James Herbert: The Fog

If James Herbert’s debut The Rats was a flawed horror classic, then his follow-up, The Fog (1975), seemed to right some of those wrongs while serving up more of the same. It’s a disaster thriller punctuated by trademark chapters where more horrific stuff showcases the nature of the threat. In this case it’s an odd fog that escapes from an earth fissure and rises into the atmosphere and is pushed around by the wind.

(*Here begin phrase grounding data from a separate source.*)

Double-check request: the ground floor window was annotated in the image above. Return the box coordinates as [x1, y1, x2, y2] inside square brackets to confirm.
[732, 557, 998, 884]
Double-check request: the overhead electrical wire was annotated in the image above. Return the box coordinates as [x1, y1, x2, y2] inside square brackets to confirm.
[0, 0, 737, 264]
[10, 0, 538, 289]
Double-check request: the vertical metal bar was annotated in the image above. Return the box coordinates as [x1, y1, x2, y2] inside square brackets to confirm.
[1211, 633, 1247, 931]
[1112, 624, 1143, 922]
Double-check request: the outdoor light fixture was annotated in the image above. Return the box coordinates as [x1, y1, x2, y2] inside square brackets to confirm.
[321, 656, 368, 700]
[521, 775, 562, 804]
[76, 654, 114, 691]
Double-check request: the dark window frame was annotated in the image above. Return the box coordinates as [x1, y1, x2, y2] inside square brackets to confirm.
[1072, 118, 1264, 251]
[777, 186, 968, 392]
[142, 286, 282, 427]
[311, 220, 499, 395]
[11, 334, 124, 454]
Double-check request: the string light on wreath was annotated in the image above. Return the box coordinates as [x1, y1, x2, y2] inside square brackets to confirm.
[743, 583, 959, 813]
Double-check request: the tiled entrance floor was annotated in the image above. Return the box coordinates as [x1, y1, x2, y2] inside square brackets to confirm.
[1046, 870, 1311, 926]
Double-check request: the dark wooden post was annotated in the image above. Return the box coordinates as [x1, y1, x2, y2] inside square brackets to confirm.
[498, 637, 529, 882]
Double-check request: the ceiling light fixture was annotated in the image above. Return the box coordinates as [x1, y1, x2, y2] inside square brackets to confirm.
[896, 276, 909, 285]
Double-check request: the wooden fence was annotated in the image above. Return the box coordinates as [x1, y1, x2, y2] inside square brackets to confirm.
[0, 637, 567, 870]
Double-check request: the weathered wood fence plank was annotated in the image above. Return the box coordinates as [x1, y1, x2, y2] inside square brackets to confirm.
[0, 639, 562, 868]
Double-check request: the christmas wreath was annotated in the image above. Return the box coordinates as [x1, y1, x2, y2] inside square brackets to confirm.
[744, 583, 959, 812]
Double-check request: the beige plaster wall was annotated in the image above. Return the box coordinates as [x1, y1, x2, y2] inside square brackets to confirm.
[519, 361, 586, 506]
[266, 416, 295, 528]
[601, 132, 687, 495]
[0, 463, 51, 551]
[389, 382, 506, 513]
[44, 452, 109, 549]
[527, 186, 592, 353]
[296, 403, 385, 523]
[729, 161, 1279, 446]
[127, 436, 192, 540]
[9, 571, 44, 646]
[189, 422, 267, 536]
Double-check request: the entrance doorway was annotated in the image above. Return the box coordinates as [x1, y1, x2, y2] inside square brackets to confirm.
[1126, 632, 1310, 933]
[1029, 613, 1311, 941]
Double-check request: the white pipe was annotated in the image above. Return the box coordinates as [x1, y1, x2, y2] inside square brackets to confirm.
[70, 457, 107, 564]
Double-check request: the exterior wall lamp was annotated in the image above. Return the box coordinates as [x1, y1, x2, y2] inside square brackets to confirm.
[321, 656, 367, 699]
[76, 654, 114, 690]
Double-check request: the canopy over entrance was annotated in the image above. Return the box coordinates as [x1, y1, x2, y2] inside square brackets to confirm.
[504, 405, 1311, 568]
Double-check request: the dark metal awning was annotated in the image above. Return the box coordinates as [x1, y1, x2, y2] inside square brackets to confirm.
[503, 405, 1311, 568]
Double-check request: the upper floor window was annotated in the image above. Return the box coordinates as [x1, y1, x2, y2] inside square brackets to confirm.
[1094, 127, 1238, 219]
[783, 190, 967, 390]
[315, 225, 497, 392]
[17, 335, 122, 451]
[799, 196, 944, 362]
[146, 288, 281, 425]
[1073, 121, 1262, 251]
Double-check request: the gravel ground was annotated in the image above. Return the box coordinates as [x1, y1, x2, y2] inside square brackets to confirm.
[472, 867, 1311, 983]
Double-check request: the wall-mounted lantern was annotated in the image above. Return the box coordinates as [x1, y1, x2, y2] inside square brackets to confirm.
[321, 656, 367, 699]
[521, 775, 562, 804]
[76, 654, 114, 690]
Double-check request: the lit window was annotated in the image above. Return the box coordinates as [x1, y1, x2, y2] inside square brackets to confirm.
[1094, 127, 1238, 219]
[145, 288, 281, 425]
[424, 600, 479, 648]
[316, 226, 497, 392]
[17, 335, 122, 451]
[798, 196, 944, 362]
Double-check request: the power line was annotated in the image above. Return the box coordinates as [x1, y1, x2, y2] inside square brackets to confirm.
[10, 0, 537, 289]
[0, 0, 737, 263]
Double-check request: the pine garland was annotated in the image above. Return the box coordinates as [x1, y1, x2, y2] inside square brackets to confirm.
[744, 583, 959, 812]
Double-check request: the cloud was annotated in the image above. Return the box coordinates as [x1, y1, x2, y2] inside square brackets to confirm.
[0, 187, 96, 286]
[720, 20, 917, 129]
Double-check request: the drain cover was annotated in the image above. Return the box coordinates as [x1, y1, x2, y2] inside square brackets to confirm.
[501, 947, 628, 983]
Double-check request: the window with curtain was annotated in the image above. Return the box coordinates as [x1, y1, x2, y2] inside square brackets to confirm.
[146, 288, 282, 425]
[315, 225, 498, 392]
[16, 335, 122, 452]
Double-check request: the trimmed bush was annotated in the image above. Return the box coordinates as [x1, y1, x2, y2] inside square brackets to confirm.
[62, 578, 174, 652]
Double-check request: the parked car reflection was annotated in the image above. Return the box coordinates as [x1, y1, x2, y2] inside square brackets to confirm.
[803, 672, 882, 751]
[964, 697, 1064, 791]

Starting rural, and drifting over villages, the core threat is that the fog will eventually reach London, a high stakes situation as those who find themselves within it are likely to be driven mad, turning to suicide, murder, or sexual perversion. Within this destruction we get several scenes where a victim is given a backstory before their untimely death. Some may have seemed ridiculous at the time but feel almost prophetic now, such as a pilot who flies his plane into a tower.

If an art teacher brought into a government’s confidence was implausible in The Rats then at least when the call comes, John Holman, our everyman hero, is a government employee in the environmental sector, low-level enough to punch up with gripes at how power is managed: the complexity of its structures; protecting itself from prosecution; lying to the public. His elevation to higher circles comes via an immunity to the fog’s influence, meaning he can move safely within it without risk.

The novel is a similar retread to The Rats, if not in threat or overall storyline, but in formula. It lacks the bite of its predecessor; political anger is there but less strident. Though it’s a shame that Herbert devotes more time to his walk-on characters’ lives and their credibility than to the hero, a cardboard cutout in comparison. And the less said of his partner the better.

While Herbert’s meat-and-two-veg prose often lacks vim and polish, the book’s reputation is built on its grim set pieces. Most notorious being a scene where Bournemouth’s residents walk into the sea, the conclusion to a chapter delivered with an ironic sting. Overall the novel is asking questions why humans do bad things to each other: personal, political, and so on. Like the fog, it’s still a grey area.